如果方便的话,能否麻烦您提供一个极小的训练数据集,我用来验证是环境问题还是训练数据出了差错?

yangxue0827 commented 6 years ago

你可以使用voc2007的数据集。

hinkeret commented 6 years ago

你好,我找到这个错误的原因了,是因为在使用tf.decode_raw解析照片的时候格式需要和在写照片时保持一致,我将tf.float32改成tf.uint8代码就可以正常运行了

frothmoon commented 6 years ago

May I ask which file you modified? @hinkeret

hinkeret commented 6 years ago

The file is read_tfrecord.py, you can modify “img = tf.decode_raw(features['img'],tf.float32)”,change tf.float32 into tf.uint8. @frothmoon

frothmoon commented 6 years ago

抱歉,刚刚没有看清楚,我下载的read_tfrecord.py文件中原来的代码就是img = tf.decode_raw(features['img'],tf.uint8),我的代码还是没有正常运行,还是报错PaddingFIFOQueue,请问有解决办法吗? 非常感谢! @hinkeret

hinkeret commented 6 years ago

上面作者说的那些问题你都检查过吗?你的环境是Windows还是Linux @frothmoon

frothmoon commented 6 years ago

检查过了,是linux 请问正常运行时的输出是下面这样的吗

2018-08-31 16:30:08.592256: I tensorflow/core/common_runtime/gpu/pool_allocator.cc:247] PoolAllocator: After 2651 get requests, put_count=2134 evicted_count=1000 eviction_rate=0.468604 and unsatisfied allocation rate=0.609959
2018-08-31 16:30:08.592313: I tensorflow/core/common_runtime/gpu/pool_allocator.cc:259] Raising pool_size_limit_ from 100 to 110
2018-08-31 16:30:04: step1 image_name:b'Cow_600.jpg' |
rpn_loc_loss:1.1323292255401611 | rpn_cla_loss:1.5864677429199219 | rpn_total_loss:2.718796968460083 |
fast_rcnn_loc_loss:0.14092016220092773 | fast_rcnn_cla_loss:0.5938623547554016 | fast_rcnn_total_loss:0.7347825169563293 |
total_loss:4.092337608337402 | pre_cost_time:4.808664560317993s

@hinkeret

hinkeret commented 6 years ago

是的 @frothmoon

frothmoon commented 6 years ago

好奇怪啊,我这里都已经跑了几张图片后报的错

Traceback (most recent call last):
  File "train.py", line 229, in <module>
    train()
  File "train.py", line 196, in train
    fast_rcnn_total_loss, total_loss, train_op])
  File "/home/dongpeijie/miniconda3/envs/tensorflow/lib/python3.5/site-packages/tensorflow/python/client/session.py", line 789, in run
    run_metadata_ptr)
  File "/home/dongpeijie/miniconda3/envs/tensorflow/lib/python3.5/site-packages/tensorflow/python/client/session.py", line 997, in _run
    feed_dict_string, options, run_metadata)
  File "/home/dongpeijie/miniconda3/envs/tensorflow/lib/python3.5/site-packages/tensorflow/python/client/session.py", line 1132, in _do_run
    target_list, options, run_metadata)
  File "/home/dongpeijie/miniconda3/envs/tensorflow/lib/python3.5/site-packages/tensorflow/python/client/session.py", line 1152, in _do_call
    raise type(e)(node_def, op, message)
tensorflow.python.framework.errors_impl.OutOfRangeError: PaddingFIFOQueue '_2_get_batch/batch/padding_fifo_queue' is closed and has insufficient elements (requested 1, current size 0)
         [[Node: get_batch/batch = QueueDequeueManyV2[component_types=[DT_STRING, DT_FLOAT, DT_INT32, DT_INT32], timeout_ms=-1, _device="/job:localhost/replica:0/task:0/cpu:0"](get_batch/batch/padding_fifo_queue, get_batch/batch/n)]]

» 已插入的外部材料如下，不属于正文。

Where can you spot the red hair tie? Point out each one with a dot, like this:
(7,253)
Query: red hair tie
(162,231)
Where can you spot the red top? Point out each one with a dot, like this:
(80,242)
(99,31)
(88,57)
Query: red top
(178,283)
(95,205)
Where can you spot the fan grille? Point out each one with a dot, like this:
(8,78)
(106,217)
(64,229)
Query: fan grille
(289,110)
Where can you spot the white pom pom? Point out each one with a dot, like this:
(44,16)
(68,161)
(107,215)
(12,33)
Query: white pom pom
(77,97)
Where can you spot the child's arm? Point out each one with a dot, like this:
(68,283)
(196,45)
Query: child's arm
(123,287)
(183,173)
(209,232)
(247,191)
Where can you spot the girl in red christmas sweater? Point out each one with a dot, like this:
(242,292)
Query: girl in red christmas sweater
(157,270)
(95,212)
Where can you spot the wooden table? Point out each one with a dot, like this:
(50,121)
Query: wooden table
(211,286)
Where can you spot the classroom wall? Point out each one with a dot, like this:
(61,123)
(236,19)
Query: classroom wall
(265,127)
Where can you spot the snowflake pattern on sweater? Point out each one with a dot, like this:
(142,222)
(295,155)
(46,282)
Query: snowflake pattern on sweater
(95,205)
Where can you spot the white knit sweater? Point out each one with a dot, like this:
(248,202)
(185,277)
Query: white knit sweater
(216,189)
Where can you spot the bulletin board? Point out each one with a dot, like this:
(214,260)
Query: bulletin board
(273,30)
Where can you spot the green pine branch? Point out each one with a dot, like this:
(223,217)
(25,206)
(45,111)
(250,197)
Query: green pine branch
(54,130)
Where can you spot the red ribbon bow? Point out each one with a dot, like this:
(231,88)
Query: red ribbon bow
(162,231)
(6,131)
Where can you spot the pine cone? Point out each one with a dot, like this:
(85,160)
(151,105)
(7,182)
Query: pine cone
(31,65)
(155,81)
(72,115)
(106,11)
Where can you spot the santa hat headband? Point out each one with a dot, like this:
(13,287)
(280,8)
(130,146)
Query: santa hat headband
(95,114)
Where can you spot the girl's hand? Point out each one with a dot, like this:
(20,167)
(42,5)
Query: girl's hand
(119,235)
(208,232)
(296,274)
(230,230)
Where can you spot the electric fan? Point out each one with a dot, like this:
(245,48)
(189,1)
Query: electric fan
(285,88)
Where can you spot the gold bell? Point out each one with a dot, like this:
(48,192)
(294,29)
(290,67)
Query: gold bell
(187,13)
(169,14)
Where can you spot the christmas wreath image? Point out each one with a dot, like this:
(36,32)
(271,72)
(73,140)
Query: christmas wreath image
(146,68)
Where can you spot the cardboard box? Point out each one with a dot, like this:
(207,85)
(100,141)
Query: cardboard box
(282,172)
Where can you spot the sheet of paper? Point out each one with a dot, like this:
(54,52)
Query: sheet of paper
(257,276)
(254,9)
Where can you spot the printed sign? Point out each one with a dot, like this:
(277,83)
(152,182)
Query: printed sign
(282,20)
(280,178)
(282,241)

Caused by op 'get_batch/batch', defined at:
  File "train.py", line 229, in <module>
    train()
  File "train.py", line 34, in train
    is_training=True)
  File "../data/io/read_tfrecord.py", line 89, in next_batch
    dynamic_pad=True)
  File "/home/dongpeijie/miniconda3/envs/tensorflow/lib/python3.5/site-packages/tensorflow/python/training/input.py", line 919, in batch
    name=name)
  File "/home/dongpeijie/miniconda3/envs/tensorflow/lib/python3.5/site-packages/tensorflow/python/training/input.py", line 716, in _batch
    dequeued = queue.dequeue_many(batch_size, name=name)
  File "/home/dongpeijie/miniconda3/envs/tensorflow/lib/python3.5/site-packages/tensorflow/python/ops/data_flow_ops.py", line 457, in dequeue_many
    self._queue_ref, n=n, component_types=self._dtypes, name=name)
  File "/home/dongpeijie/miniconda3/envs/tensorflow/lib/python3.5/site-packages/tensorflow/python/ops/gen_data_flow_ops.py", line 946, in _queue_dequeue_many_v2
    timeout_ms=timeout_ms, name=name)
  File "/home/dongpeijie/miniconda3/envs/tensorflow/lib/python3.5/site-packages/tensorflow/python/framework/op_def_library.py", line 767, in apply_op
    op_def=op_def)
  File "/home/dongpeijie/miniconda3/envs/tensorflow/lib/python3.5/site-packages/tensorflow/python/framework/ops.py", line 2506, in create_op
    original_op=self._default_original_op, op_def=op_def)
  File "/home/dongpeijie/miniconda3/envs/tensorflow/lib/python3.5/site-packages/tensorflow/python/framework/ops.py", line 1269, in __init__
    self._traceback = _extract_stack()

OutOfRangeError (see above for traceback): PaddingFIFOQueue '_2_get_batch/batch/padding_fifo_queue' is closed and has insufficient elements (requested 1, current size 0)
         [[Node: get_batch/batch = QueueDequeueManyV2[component_types=[DT_STRING, DT_FLOAT, DT_INT32, DT_INT32], timeout_ms=-1, _device="/job:localhost/replica:0/task:0/cpu:0"](get_batch/batch/padding_fifo_queue, get_batch/batch/n)]]

@hinkeret

hinkeret commented 6 years ago

那应该是你的数据有问题 你需要查一查照片 @frothmoon

yangxue0827 commented 5 years ago

Recommend improved code: https://github.com/DetectionTeamUCAS/FPN_Tensorflow. @hinkeret @zhangxiaopang88 @frothmoon

linden1994 commented 5 years ago

好奇怪啊,我这里都已经跑了几张图片后报的错

Traceback (most recent call last):
  File "train.py", line 229, in <module>
    train()
  File "train.py", line 196, in train
    fast_rcnn_total_loss, total_loss, train_op])
  File "/home/dongpeijie/miniconda3/envs/tensorflow/lib/python3.5/site-packages/tensorflow/python/client/session.py", line 789, in run
    run_metadata_ptr)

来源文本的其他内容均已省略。